老人打断她的唠叨:“就算不是我小孙女非要黏你,我也要和我大孙女去看,你拦不住我。”
妇人疲惫地叹了口气,“行行行,你呀,就不服老吧,左右我说不过,就惯着你这乖孙女吧。”她一面与老人说着话,一面操心关顾着另一边的孩子。夹在老小之间,她的身心已许久未有过片刻清闲。
老人忽然像是想起什么,回头看向身后,接着对儿媳道:“月莲啊,你去问问那位小兄弟是否有事需要相助?”
目光再次落在后面不远处的那位怪人身上,妇人即为自己方才不以为意的草草一瞥感到了后悔,神态如临大敌,立马将两个孩子揽到身侧。
那畏惧而警戒的目光,在蒋岌薪看来,早成了这些年的家常便饭之一,他对此已丝毫无感。——但最近脑中的某些假设让他彻底明白了,自己不放在心上的,从来都不是那些嫌恶、厌弃的态度,而是那态度的来源。
他轻轻露出微笑,努力想让自己看上去“像个好人”,脚步异常轻缓地走上前,“几位莫怕,在下并无恶意。”
小女孩看着对方思索片刻,随后十分天真地说道:“他刚刚就站在山门前发呆,后来就跟着我和爷爷走了一路,这位阿公是不是也喜欢我的花灯?”

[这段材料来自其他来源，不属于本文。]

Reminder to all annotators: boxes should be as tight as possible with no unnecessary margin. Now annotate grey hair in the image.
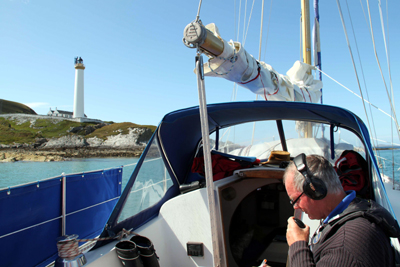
[283,154,344,195]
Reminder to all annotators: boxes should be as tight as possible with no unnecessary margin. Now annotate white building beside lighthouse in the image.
[73,57,85,119]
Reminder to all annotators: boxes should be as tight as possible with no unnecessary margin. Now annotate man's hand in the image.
[286,216,310,246]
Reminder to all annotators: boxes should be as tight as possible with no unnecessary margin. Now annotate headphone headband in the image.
[293,153,311,178]
[293,153,327,200]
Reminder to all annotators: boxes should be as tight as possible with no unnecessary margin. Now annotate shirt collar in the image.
[323,190,356,224]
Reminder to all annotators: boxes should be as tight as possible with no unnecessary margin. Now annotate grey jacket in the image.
[289,198,399,267]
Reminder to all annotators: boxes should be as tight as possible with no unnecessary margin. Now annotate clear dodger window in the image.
[210,119,365,164]
[118,136,174,223]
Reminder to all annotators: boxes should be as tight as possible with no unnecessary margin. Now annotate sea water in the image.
[0,149,399,190]
[375,149,400,182]
[0,157,139,190]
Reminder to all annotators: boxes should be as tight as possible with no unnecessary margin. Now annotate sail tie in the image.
[238,65,261,84]
[207,45,237,75]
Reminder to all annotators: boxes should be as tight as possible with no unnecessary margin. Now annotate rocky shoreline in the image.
[0,147,145,162]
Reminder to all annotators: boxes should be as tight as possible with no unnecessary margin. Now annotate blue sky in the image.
[1,0,399,144]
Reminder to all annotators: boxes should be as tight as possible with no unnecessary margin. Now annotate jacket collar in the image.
[323,190,356,224]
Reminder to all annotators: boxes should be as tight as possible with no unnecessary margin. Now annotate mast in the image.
[301,0,313,138]
[301,0,312,67]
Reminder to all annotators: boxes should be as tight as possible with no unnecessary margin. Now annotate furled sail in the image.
[202,24,323,102]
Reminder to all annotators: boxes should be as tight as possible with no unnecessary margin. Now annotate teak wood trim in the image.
[236,169,284,179]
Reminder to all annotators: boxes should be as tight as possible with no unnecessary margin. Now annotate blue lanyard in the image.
[311,191,356,248]
[323,190,356,224]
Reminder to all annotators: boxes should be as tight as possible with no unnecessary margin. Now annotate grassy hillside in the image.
[0,117,156,145]
[0,99,37,115]
[86,122,157,140]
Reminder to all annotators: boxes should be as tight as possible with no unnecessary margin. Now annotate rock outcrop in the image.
[43,135,89,148]
[39,127,151,149]
[0,150,65,162]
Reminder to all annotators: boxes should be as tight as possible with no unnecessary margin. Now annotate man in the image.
[283,154,398,267]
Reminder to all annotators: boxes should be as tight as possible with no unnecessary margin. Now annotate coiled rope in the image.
[57,228,138,259]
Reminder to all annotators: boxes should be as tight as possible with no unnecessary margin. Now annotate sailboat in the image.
[59,1,399,267]
[4,0,400,266]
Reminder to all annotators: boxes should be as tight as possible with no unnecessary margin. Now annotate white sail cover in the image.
[202,24,323,103]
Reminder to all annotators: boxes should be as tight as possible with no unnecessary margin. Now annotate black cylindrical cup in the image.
[130,236,160,267]
[115,240,144,267]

那两个字就像是一道惊雷,将蒋岌薪从原本自怨自艾的情绪中硬生生震了出来,“……小姑娘,我看上去已如此沧桑了吗……”
见此情形,即便是精神正处于紧绷状态的妇人,也忍俊不禁。
“这位公子,抱歉,许是我这孙女听我叫你小兄弟,又看你带着假面。”老人不好意思地笑笑,“我看你着实面生,应该不是本地的吧?”
“……我迷路了。”这句话完全没过脑子,却让蒋岌薪觉得,自己难得说出了心底最最真实的感受。
“这里是凤梧。”虽带着疑虑,妇人还是好心提醒。
“我晓得……”
“你都晓得自己在哪里,怎么还叫迷路呢?”小女孩严肃地指出他自相矛盾的地方,向前一步,“你是不是专门坑蒙拐骗的坏人?!”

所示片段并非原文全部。